Review trust anchors for the autonomous system involved.
Playbook 3: RPKI cover hijack¶
When this alert fires, a prefix has been announced under valid RPKI cover and subsequently withdrawn, consistent with tactical rather than operational use. Routing trust has been successfully abused.
Immediate actions:
Treat as a control-plane security incident, not a misconfiguration or operator error.
Apply immediate prefix filtering or de-preference on affected peers.
Audit ROAs and trust anchors for the hijacked prefix.
Follow-on:
Increase monitoring for related prefixes and AS paths. A confirmed cover hijack may be one event in a longer campaign.
Retain all correlated log evidence: BMP events, validator responses, and timing data.

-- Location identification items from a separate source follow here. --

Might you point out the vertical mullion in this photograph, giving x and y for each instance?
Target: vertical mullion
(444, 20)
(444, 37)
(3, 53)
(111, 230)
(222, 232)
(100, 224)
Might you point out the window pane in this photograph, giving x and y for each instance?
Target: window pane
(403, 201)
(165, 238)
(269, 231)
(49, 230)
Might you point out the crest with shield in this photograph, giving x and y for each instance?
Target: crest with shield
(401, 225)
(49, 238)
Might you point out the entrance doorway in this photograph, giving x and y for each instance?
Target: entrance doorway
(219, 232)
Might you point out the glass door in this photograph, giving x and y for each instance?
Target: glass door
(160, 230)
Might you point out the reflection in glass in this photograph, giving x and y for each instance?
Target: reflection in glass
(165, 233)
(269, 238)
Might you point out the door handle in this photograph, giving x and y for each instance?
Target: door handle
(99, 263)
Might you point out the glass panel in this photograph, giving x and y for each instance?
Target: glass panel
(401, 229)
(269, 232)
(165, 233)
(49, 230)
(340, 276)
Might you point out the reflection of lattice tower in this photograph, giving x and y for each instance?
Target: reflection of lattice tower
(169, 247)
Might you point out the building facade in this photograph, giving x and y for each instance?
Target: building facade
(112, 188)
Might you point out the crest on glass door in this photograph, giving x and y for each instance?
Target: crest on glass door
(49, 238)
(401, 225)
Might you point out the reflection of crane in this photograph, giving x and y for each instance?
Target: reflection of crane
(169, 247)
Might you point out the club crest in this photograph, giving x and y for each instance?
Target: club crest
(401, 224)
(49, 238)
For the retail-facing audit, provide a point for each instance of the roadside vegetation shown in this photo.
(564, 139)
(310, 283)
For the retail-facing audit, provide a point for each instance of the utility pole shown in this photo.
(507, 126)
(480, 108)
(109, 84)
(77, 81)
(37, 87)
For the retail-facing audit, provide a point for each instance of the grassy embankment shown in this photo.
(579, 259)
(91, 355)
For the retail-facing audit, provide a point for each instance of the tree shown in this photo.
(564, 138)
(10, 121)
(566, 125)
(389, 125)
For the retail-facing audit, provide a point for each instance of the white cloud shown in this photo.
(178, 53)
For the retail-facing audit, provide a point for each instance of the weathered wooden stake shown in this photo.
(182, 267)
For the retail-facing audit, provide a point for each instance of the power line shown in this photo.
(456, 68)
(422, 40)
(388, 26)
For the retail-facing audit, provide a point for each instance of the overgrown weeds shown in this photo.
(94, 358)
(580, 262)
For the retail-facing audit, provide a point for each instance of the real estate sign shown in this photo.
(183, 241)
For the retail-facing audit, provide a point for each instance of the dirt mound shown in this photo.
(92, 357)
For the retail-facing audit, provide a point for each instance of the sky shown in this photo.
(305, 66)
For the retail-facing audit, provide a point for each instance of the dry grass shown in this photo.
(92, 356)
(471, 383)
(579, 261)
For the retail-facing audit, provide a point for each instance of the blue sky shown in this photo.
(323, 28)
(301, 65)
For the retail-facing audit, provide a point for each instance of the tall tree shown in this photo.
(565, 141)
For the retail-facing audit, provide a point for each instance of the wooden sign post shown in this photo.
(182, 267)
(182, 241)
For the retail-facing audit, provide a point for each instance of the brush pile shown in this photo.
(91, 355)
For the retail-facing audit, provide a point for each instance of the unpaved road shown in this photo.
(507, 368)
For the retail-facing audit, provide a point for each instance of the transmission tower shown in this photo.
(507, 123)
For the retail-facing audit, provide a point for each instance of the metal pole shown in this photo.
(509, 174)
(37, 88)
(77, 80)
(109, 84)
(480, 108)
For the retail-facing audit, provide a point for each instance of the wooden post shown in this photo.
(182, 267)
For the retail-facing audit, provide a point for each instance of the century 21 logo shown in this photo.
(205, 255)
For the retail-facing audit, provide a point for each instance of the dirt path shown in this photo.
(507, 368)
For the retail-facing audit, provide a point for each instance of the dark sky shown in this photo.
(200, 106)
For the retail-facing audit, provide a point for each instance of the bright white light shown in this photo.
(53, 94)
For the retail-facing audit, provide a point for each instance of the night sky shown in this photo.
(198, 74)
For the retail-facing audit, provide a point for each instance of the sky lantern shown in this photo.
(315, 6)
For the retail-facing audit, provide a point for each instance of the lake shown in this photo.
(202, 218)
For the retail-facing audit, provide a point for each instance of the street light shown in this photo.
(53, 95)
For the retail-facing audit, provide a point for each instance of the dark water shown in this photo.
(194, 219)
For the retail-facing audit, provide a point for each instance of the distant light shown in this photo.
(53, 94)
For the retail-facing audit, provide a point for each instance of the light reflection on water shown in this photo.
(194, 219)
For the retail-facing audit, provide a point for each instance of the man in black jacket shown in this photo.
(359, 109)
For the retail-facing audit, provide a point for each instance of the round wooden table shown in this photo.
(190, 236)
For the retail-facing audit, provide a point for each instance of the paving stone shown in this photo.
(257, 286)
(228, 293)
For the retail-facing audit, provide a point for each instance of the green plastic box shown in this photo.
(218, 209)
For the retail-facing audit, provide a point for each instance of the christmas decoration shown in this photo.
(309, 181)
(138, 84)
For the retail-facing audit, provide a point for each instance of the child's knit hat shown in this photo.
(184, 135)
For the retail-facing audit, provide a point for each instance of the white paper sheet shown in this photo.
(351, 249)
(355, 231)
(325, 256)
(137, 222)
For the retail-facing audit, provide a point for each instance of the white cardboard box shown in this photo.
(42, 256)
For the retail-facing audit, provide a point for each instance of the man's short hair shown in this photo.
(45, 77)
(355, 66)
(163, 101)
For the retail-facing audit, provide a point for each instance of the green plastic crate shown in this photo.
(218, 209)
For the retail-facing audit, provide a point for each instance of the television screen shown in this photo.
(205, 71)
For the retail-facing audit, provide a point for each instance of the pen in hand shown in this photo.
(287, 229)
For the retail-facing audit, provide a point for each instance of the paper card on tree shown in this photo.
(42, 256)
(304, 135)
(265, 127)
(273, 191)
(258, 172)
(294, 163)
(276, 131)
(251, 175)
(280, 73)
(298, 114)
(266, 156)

This is late-stage detection. The route was active; any traffic redirection has already occurred. The response value is containment, attribution, and preventing recurrence.
Testing and validation¶
The red-lantern-sim generates deterministic telemetry for all three playbooks. Running a scenario through the simulator and confirming that the corresponding correlation fires is the practical way to verify detection coverage before relying on it in production.
Playbook 3 practice telemetry is in examples/playbook3-practice.json in the simulator repository.
The training variant (playbook3-training.json) adds annotated debug lines and is more useful for
initial analyst familiarisation than for rule validation.